Question: As Salaam Alaikum Imam. Do you have any opinion on the current discussion involving Kanye West, Kyrie Irving and Louis Farrakhan?

Answer: Yes, I have an opinion. The question is whether I want to express that opinion or should I express it. My answer is no I do not want to express it, nor do I think I should. Muslim leaders, and I would think all responsible leadership have the obligation to weigh and interpret the situation in the best interest of Truth, accountability, implications, and outcomes.

Our first obligation is to decency before G-d, and behavior and thinking befitting a Muslim. We must not respond to any issue just with what we think are objective facts only, without considering the way in which what we think are facts are presented. How many times do we see people associated with religion act on what they believe is truth and come away from those actions guilty before G-d and before human society? Truth is the victim here. Manipulation of truth by all those parties you mentioned are what to me is in serious question.

The higher obligation in my mind and spirit as a Muslim is to the rule of decency with G-d as a witness verifying that decency. I know from G-d’s Guidance in the Qur’an how to identify the devil. I Know exactly where he is. I know his attributes. And I seek G-d’s protection against him and his tribe. From G-d’s Guidance and Protection in that Guidance I know the devil’s reach. I know his targets. I know where he wants to be in the world and in my life, and in the life of human creation and human society.

With all of that awareness that is supported by the knowledge revealed in Divine Guidance, does Allah invite me anywhere to unmask the devil? Does He ask me to identify him in his hiding place? Does he ask me to name him? The wrong answer to these questions will lead a person and whole societies to their own destruction. And Allah says in the Qur’an do not make your hands a cause for your own destruction. We should be more a people acting in the spirit of decency and social excellence under G-d’s Authority. Leaders and personalities that influence us to not recognize our own obligations do us great harm.

What I would like to say is that time is out for just blaming the influences of myth and its burdens on human life as reason for our own bad performance and neglect. Once you become aware that myth and its language oppresses the ignorant, well then you have the obligation to behave as an intelligent person to free yourself from the burden of the myth.

Time is out for the type of moral and emotional weakness where you can justify a kind of intellectual play in the environment of the myth -you toy with it and amuse yourself with it or you feign some false indignation toward its existence while you benefit in some way from that play or from an association with the myth, but you don’t accept any responsibility for the outcome or product of your play or your association. You are a willing participant in the aim of the myth when it benefits you, and a high-minded activist against it when it threatens your comforts.

Frankly I don’t believe that G-d even accepts to hear the plea of an ungrateful people who have more the spirit to blame and cry out when the very fire they have been toying with burns them; and when they have not performed anywhere near their social obligations according to their own best moral traditions that warn them against the spirit of excessive play in this life. And especially after we have had leaders in our recent memory as the Honorable Elijah Mohammed and his son Imam W. Deen Mohammed to help us navigate the troubles and schemes against us in this world created by myth.

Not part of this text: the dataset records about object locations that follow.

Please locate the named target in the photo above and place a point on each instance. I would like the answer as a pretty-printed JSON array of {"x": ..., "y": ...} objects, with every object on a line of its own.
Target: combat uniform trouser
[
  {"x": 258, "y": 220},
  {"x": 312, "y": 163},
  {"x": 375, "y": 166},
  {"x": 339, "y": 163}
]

The Honorable Elijah Mohammed was the first storekeeper of the Nation of Islam. He was the first stock clerk and cashier and customer service agent and also the first butcher of the Nation of Islam’s grocery store. He sought the help of a Jewish man to help him with preparing the meats that were sold at that store. The Honorable Elijah Mohammed was a sincere and devoted man to helping the black man, so-called Negro stand up in is own social responsibility and excellence.

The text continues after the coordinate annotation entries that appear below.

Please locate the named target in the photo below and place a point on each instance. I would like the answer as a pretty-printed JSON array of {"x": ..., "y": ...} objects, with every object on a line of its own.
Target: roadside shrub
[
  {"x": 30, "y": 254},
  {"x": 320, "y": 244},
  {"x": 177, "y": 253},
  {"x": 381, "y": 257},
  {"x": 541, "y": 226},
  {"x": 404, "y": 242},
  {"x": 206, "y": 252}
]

There is a verse in the Qur’an that explains something of our interest in meat as Muslims, and in that verse is also a reference to Islam as G-d’s preference for mankind as religion. A wise person will reflect on these matters. And his reflection will yield a principled point of view as to those who attempt to make truth with their own hands and try to pass it off as coming from G-d. We can’t chew or digest that. And It is not because something is wrong with our teeth. Our teeth have been cut on Faith and Guidance in the best tradition. The tradition of Muhammed the Prophet and the way of W. Deen Mohammed. So it isn’t our teeth that are bad. We can’t chew or digest it because the cuts of meat presented to us by icons created by myth are not fit for us to eat to live.